Localities Youngkin almost certainly will have to flip back to Republicans after Biden carried them include Chesterfield (in Greater Richmond), Stafford (between Northern Virginia’s bigger population centers and Richmond along I-95), and — perhaps most importantly — the big Republican-leaning swing cities in Hampton Roads, Chesapeake and Virginia Beach. Both voted for Trump in 2016, but flipped to Northam in 2017 and Biden in 2020. Many observers see Hampton Roads as a key not only to the statewide races but also to the battle over the state House of Delegates, where Democrats won a 55-45 majority two years ago. . . . If Youngkin puts up a strong showing in the governor’s race, he could provide enough lift to down-ballot Republican candidates to flip the Virginia House even if he himself does not win.

Beyond the gubernatorial race, Virginia Democrats also chose their nominees for lieutenant governor and attorney general, which are the state’s other two statewide elected positions. Incumbent Attorney General Mark Herring (D) fended off a challenge from state Del. Jay Jones (D) as he seeks a third term (while Virginia governors cannot run for reelection to consecutive terms, there are no term limits for the other two statewide elected positions). State Del. Hala Ayala (D) defeated several other Democratic contenders for the lieutenant gubernatorial nod. Ayala will face former state Del. Winsome Sears (R) for the lieutenant governor post, and Herring will face state Del. Jason Miyares (R). Both Herring and Ayala are from Northern Virginia, as is McAuliffe; Miyares represents and Sears represented state House districts in Hampton Roads, while Youngkin lived in the area for a time as a teenager.

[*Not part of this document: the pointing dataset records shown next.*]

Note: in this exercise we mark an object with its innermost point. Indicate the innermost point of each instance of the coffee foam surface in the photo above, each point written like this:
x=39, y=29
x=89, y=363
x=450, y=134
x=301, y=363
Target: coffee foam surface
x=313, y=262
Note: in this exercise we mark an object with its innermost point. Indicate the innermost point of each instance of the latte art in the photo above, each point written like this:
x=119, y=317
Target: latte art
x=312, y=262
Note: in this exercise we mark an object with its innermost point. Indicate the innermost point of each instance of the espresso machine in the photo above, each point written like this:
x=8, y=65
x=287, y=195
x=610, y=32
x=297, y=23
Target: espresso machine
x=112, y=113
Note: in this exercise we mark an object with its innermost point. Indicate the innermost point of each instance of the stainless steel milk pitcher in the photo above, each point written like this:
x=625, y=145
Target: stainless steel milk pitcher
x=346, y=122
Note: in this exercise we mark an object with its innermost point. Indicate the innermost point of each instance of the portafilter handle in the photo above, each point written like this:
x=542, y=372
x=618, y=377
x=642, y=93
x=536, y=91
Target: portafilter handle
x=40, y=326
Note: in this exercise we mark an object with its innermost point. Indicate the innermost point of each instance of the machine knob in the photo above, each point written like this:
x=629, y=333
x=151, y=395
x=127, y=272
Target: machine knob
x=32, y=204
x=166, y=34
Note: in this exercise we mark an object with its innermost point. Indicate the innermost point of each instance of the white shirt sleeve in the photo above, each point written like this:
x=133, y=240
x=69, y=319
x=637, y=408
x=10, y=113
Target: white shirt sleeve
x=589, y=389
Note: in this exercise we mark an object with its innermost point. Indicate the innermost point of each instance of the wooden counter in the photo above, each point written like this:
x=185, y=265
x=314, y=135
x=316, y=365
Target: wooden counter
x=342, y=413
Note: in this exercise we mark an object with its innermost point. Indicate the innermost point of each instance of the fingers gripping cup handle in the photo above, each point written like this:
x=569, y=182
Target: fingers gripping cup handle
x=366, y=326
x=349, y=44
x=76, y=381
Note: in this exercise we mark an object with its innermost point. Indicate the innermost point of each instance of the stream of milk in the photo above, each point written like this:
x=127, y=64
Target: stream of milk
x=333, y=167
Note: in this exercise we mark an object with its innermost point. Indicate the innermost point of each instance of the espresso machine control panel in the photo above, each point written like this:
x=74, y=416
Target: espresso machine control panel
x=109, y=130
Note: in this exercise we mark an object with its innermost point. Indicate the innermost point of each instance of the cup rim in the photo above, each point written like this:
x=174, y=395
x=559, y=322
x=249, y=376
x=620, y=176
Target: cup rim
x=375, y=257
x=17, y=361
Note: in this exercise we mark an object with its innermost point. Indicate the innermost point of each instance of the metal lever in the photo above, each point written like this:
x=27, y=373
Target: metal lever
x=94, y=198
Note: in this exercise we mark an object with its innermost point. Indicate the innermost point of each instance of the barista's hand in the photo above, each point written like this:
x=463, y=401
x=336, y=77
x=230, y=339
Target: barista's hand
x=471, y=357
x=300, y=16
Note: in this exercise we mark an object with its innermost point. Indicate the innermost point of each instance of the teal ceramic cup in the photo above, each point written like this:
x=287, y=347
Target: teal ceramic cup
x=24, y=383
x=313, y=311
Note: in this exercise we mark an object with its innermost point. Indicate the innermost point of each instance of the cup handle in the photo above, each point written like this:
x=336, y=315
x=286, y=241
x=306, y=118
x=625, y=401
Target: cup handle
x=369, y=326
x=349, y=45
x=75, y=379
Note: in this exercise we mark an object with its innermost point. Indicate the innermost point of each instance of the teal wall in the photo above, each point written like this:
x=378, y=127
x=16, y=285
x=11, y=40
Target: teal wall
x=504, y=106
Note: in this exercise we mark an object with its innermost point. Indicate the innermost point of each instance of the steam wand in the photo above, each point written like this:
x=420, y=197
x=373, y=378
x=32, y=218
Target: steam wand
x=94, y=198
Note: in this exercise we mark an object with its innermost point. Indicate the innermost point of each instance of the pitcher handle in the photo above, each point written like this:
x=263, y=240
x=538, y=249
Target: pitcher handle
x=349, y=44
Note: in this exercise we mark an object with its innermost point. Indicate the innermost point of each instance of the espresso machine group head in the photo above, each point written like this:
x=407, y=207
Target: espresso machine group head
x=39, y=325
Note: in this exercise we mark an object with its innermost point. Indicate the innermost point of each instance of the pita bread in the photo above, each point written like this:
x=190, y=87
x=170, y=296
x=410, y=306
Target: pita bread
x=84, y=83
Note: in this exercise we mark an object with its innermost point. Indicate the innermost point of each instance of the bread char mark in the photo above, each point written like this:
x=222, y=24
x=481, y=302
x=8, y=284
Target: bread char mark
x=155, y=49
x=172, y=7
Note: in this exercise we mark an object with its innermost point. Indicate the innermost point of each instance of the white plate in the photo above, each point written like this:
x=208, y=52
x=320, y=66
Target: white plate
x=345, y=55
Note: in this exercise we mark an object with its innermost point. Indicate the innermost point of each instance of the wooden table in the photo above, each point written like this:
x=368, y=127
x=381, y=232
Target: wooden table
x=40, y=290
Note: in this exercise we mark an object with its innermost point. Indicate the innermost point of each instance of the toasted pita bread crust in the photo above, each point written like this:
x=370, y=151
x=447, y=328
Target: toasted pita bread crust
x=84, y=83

Perhaps the composition of the Republican ticket could help in that electorally-vital Tidewater region. Meanwhile, the Democrats are all from Northern Virginia, the vote-rich engine that powers Democratic statewide victories. Ultimately, we doubt there’s much significance to the geographic makeup of the tickets, but we suspect the all-NOVA composition of the Democratic ticket will get some attention.

While the margins in the three statewide races won’t be identical, they likely will track relatively closely with one another. So the best bet is a sweep for one side or the other, unless all the races are decided by slim margins. The same party has swept all three races in the last three elections.

Virginia appears likely to have the most competitive gubernatorial race of 2021.